Khamenei achieved the major goals he wanted to secure in the negotiations: relief from crushing economic sanctions and the ability to build an industrial strength nuclear program. “Mr. Khamenei and his allies look to be the deal’s big winners,” Solomon wrote, adding that the next U.S. administration will have to decide whether “to continue to work with Iran or to challenge an increasingly entrenched supreme leader and his Revolutionary Guard.”

While Solomon observed that the nuclear deal temporarily limits Iran’s nuclear program, he pointed out that Khamenei plans to develop an industrial-sized nuclear program before the deal expires in 15 years. “The U.S. had won only a short-term pause in the expansion of the Iranian program, and the supreme leader had gained international approval for his longer-term plan,” he argued.

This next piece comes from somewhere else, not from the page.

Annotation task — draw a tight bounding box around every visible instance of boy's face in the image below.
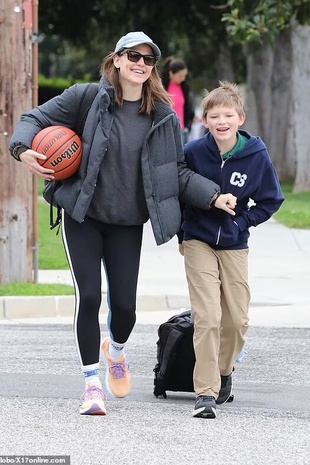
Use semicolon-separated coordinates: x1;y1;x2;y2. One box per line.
203;106;245;146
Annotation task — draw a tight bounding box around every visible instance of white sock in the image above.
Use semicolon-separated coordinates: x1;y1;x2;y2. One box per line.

With Russian assistance, Iran is going ahead with plans to build 10 new nuclear reactors, which will use the enriched uranium that Iran will be allowed to produce from advanced centrifuges 10 years into the agreement. Mark Hibbs, a nuclear proliferation expert, cautioned that “The Revolutionary Guard controls the program, and there’s a risk that in 10 or 15 years, they might decide to restart their [weaponization] activities.”

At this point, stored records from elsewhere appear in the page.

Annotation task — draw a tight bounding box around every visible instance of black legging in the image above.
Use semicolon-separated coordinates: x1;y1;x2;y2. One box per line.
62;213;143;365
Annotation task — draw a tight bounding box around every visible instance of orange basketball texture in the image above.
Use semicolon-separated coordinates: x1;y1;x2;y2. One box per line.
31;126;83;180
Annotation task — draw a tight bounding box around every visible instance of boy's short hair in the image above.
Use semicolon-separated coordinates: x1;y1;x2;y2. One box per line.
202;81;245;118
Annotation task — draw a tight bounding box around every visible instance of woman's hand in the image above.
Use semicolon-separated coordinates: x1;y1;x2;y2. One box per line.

In exchange for the temporary constraints on its nuclear program, the nuclear accord gave Iran sanctions relief that allowed it to revive its economy, Solomon noted. While Iranian leaders complain that Tehran has yet to fully integrate into the international financial system, Solomon reported that “Iran’s oil exports have largely returned to their pre-2012 levels, and the World Bank projects that Iran will see nearly 5% growth in its gross domestic product next year.”

The lack of full integration may very well suit Khamenei. “Far from hoping for a flood of foreign investment, the supreme leader has repeatedly warned his people that Western culture and business could undermine the revolution and its values,” Solomon observed. The IRGC, which controls many of Iran’s biggest companies, is increasingly arresting dual nationals — such as American-Iranian oil-industry executive Siamak Namazi — as a warning to other expatriates seeking to return to Iran in pursuit of business.

The nuclear deal has also not borne out the hopes of American and European officials who had hoped that it would “stabilize a roiling Middle East.” Instead, Iran has strengthened its cooperation with Russia in support of Syrian President Bashar al-Assad, while American commanders have seen “no tapering off of Revolutionary Guard support for its allies in Yemen, Iraq or the Palestinian territories.”

Furthermore, while the deal was supposed to be confined to Iran’s nuclear program, Khamenei insisted that a United Nations Security Council resolution against Tehran’s ballistic missile development be loosened. He also demanded that the UN prohibition on Iran buying and selling conventional arms be lifted. The agreement acquiesced to both demands, meaning that it “didn’t do much to curtail Iran’s ambitions,” Solomon wrote.

Karim Sadjadpour, an Iran expert and senior associate at the Carnegie Endowment for International Peace in Washington, wrote that “Ayatollah Khamenei has emerged as the single most powerful man in the Middle East.”

“[It] will take years to assess the full impact of the nuclear deal on the Middle East and in Iran internally, but the hope that the deal would weaken Khamenei and the Revolutionary Guards so far hasn’t been borne out,” Sadjadpour added.

The results of the nuclear deal that Solomon documented confirm many of the concerns expressed by experts last year. Lee Smith, a senior fellow at the Hudson Institute, wrote last July that the IRGC will strengthen its hold over Iran as a result of the deal.

Last May, Emanuele Ottolenghi and Saeed Ghasseminejad of the Foundation for Defense of Democracies similarly warned that the groups most likely to be strengthened by the nuclear deal were businesses controlled by Khamenei and the IRGC.

That the nuclear deal would fuel Iran’s regional ambitions rather than rein them in was predicted by a wide range of experts including including Foreign Policy editor David Rothkopf, former State Department official Aaron David Miller, Washington Institute of Near East Policy fellows Mehdi Khalaji, Soner Cagaptay and James Jeffrey, and former Secretaries of State Henry Kissinger and George Shultz.